Topic: non-split fibration

Daniel Teixeira (Oct 21 2024 at 21:49):

How can I see that the codomain fibration $\text{cod}:\mathcal C^{[1]}\to\mathcal C$ in general is not a split fibration? I'm missing something in my calculations, because to me it seems that lifting $f:x\to y$ to $f\circ 1_x = 1_y\circ f$ is functorial.

Kevin Carlson (Oct 21 2024 at 22:01):

A splitting of a fibration is a choice of Cartesian lifting for every pair of an arrow $f$ in the base and an object in the fiber over the codomain of $f$; your proposed splitting ignores the second half of this information. You may be confusing a split fibratjon with a fibration that, as a functor, is a split epimorphism. Certainly the codomain fibration is a split epi and you’ve shown why here.

Daniel Teixeira (Oct 21 2024 at 22:04):

ah, I see, given I'm not choosing the cartesian lift for $(f:x\to y,y'\in \text{cod}^{-1}(y))$, for that I could for instance take a pullback. But then the whole construction is only pseudofunctorial

Daniel Teixeira (Oct 21 2024 at 22:05):

do you have any non-trivial example of split fibration to keep in mind?
I guess one could skeletalize $\mathcal C$ in this case

Vincent Moreau (Oct 21 2024 at 22:08):

You can take a look at the example given by Streicher in Fibered Categories a la Jean Benabou, see Warning 1 under Definition 3.1. The fibration given is the surjective group homomorphism $\mathbf{Z} \to \mathbf{Z}/2\mathbf{Z}$, which is a Grothendieck fibration if we see the groups as one-object categories.

Daniel Teixeira (Oct 21 2024 at 22:08):

that fibration is not split

Vincent Moreau (Oct 21 2024 at 22:08):

This is another example of a NON-split fibration. On the other hand, if you want a split example, you can take the Fam fibration.

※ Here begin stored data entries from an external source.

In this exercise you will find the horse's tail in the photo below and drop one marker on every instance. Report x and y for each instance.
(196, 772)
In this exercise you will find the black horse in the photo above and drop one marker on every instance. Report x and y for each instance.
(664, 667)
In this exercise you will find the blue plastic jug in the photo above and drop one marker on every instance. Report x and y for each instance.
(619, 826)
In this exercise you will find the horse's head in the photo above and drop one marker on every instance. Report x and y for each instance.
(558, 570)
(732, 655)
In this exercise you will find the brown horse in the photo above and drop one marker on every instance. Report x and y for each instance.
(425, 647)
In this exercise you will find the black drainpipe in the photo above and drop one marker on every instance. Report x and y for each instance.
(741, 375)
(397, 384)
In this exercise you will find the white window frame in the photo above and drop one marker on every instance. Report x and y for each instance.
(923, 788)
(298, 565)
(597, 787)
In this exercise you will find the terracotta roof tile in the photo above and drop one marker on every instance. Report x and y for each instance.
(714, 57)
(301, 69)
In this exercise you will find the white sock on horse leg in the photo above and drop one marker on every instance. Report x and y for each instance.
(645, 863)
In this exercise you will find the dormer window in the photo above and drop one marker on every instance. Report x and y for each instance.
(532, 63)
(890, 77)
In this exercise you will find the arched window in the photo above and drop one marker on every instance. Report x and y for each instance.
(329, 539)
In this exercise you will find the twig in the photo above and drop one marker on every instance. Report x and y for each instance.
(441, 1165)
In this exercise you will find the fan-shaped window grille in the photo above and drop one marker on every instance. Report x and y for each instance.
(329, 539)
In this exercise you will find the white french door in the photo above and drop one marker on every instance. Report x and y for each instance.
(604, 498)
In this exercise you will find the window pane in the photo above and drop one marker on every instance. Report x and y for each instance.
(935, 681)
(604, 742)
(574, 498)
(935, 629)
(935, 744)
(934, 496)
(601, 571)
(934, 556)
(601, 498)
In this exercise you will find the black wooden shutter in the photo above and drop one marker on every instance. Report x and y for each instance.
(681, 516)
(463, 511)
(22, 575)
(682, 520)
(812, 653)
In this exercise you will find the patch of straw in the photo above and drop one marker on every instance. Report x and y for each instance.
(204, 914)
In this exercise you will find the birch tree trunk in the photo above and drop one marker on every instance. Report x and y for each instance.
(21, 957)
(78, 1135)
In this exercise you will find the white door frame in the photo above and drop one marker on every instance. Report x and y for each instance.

James Deikun (Oct 21 2024 at 22:10):

Or the domain fibration.

Daniel Teixeira (Oct 21 2024 at 22:12):

Vincent Moreau said:

This is an example of a NON-split fibration. On the other hand, if you want a split example, you can take the Fam fibration.

This is fibred in sets, right? I would consider this example trivial: every such fibration is split. For the codomain fibration, this would correspond to skeletalizing the category.

Vincent Moreau (Oct 21 2024 at 22:17):

If your question is if the fibers are discrete, then it is not the case as soon as the category on which we apply the Fam construction has a non-identity endomorphism. If we call such a morphism $u : X \to X$, then the morphism $(\operatorname{Id} : \{*\} \to \{*\}, u)$ lives in the fiber of $\{*\}$. Or perhaps I don't understand your question.

Vincent Moreau (Oct 21 2024 at 22:19):

The fiber over a set $I$ is the category $\mathbf{C}^I$.

Daniel Teixeira (Oct 21 2024 at 22:21):

oh, okay, I'm not familiar with this I guess I just misunderstood the construction at the 1lab

Vincent Moreau (Oct 21 2024 at 22:25):

As a reference, there is Categorical Logic and Type Theory by Jacobs, where the family fibration is described in section 1.2.